I have to compare coordinates in order to get the distance. Therefor i load the data with sc.textFile() and make a cartesian product. There are about 2.000.000 lines in the text
You used data.collect()
in your code which basically calls all data into one machine. Depending on the memory on that machine, 2,000,000 lines of data might not fit very well.

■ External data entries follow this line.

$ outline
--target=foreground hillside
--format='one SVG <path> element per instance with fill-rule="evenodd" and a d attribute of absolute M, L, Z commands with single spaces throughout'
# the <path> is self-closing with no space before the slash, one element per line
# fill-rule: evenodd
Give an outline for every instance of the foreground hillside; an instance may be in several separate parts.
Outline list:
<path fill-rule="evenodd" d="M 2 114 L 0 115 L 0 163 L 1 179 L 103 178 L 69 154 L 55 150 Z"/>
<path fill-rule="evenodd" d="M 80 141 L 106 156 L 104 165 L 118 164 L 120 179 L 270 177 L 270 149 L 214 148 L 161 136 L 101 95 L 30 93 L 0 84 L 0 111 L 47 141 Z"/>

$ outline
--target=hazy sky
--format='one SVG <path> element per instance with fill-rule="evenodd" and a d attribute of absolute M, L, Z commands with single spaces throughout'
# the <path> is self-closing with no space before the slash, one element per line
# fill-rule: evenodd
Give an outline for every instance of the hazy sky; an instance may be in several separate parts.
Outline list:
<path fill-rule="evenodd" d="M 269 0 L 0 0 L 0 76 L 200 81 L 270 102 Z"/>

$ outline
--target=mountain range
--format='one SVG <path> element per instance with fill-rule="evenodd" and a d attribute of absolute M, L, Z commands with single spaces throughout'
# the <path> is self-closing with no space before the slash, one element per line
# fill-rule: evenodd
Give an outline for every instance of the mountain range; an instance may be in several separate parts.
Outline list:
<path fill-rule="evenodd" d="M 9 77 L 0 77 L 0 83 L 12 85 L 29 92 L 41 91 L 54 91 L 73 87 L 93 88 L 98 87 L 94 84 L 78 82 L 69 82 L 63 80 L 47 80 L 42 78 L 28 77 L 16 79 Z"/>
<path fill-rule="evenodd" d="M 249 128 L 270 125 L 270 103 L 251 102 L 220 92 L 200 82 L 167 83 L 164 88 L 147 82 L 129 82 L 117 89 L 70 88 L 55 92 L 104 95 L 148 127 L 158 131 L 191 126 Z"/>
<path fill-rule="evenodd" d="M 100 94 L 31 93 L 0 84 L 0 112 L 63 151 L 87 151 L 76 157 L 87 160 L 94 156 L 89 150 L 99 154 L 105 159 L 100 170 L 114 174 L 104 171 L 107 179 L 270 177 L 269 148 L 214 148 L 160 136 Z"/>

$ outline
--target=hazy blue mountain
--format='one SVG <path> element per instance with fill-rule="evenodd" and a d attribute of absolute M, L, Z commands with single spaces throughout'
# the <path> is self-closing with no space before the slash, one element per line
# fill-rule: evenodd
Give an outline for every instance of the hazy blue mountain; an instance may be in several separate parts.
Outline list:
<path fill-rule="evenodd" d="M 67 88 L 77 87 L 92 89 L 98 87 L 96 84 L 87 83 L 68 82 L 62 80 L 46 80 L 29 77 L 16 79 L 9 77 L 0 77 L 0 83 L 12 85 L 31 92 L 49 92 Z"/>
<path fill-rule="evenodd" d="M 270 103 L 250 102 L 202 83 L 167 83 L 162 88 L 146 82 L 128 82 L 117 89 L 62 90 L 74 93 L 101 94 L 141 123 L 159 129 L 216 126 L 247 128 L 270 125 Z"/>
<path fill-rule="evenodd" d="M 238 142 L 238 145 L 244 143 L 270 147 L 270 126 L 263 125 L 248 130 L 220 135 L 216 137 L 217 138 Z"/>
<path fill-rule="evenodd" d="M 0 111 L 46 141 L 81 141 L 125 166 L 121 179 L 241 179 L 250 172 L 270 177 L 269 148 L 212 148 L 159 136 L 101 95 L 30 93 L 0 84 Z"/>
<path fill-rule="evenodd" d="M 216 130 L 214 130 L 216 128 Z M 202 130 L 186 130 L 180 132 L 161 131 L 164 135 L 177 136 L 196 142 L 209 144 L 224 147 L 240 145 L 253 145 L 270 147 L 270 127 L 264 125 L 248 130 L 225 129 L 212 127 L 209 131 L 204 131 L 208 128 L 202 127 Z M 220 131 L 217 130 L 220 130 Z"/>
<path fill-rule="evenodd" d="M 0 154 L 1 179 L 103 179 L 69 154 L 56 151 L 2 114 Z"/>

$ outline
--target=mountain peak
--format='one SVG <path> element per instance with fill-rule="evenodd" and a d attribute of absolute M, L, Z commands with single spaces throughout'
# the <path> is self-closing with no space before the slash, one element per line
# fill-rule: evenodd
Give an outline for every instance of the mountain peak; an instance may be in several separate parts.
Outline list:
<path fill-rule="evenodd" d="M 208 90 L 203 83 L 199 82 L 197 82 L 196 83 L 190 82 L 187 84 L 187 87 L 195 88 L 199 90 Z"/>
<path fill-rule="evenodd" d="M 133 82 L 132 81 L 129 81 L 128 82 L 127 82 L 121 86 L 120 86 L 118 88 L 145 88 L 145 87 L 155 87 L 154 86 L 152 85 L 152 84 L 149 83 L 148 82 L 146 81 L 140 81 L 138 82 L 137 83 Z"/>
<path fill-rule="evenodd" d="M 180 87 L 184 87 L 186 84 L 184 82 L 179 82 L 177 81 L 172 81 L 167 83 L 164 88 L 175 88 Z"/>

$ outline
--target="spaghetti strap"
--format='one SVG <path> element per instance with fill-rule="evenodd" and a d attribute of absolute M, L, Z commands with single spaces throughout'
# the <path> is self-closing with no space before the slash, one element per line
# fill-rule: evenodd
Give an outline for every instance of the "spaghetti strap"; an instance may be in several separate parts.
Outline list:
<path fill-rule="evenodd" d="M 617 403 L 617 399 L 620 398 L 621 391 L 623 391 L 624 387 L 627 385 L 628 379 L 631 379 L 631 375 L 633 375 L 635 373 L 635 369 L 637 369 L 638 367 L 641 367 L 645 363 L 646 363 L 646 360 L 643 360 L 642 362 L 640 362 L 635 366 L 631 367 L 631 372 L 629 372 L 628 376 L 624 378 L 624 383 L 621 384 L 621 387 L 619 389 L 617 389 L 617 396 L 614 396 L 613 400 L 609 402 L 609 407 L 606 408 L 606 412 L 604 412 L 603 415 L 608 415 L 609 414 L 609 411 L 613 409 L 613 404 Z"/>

Also, I tried to reduce the number of computations to be done by doing joins instead of using cartesian
. (Please note that I just generated random numbers using numpy and that the format here may be different from what you have. Still, the main idea is the same.)
import numpy as np
from numpy import arcsin, cos, sqrt
# suppose my data consists of latlong pairs
# we will use the indices for pairing up values
data = sc.parallelize(np.random.rand(10,2)).zipWithIndex()
data = data.map(lambda (val, idx): (idx, val))
# generate pairs (e.g. if i have 3 pairs with indices [0,1,2],
# I only have to compute for distances of pairs (0,1), (0,2) & (1,2)
idxs = range(data.count())
indices = sc.parallelize([(i,j) for i in idxs for j in idxs if i < j])
# haversian func (i took the liberty of editing some parts of it)
def haversian_dist(latlong1, latlong2):
lat1, lon1 = latlong1
lat2, lon2 = latlong2
p = 0.017453292519943295
def hav(theta): return (1 - cos(p * theta))/2
a = hav(lat2 - lat1) + cos(p * lat1)*cos(p * lat2)*hav(lon2 - lon1)
return 12742 * arcsin(sqrt(a))
joined1 = indices.join(data).map(lambda (i, (j, val)): (j, (i, val)))
joined2 = joined1.join(data).map(lambda (j, ((i, latlong1), latlong2)): ((i,j), (latlong1, latlong2))
haversianRDD = joined2.mapValues(lambda (x, y): haversian_dist(x, y))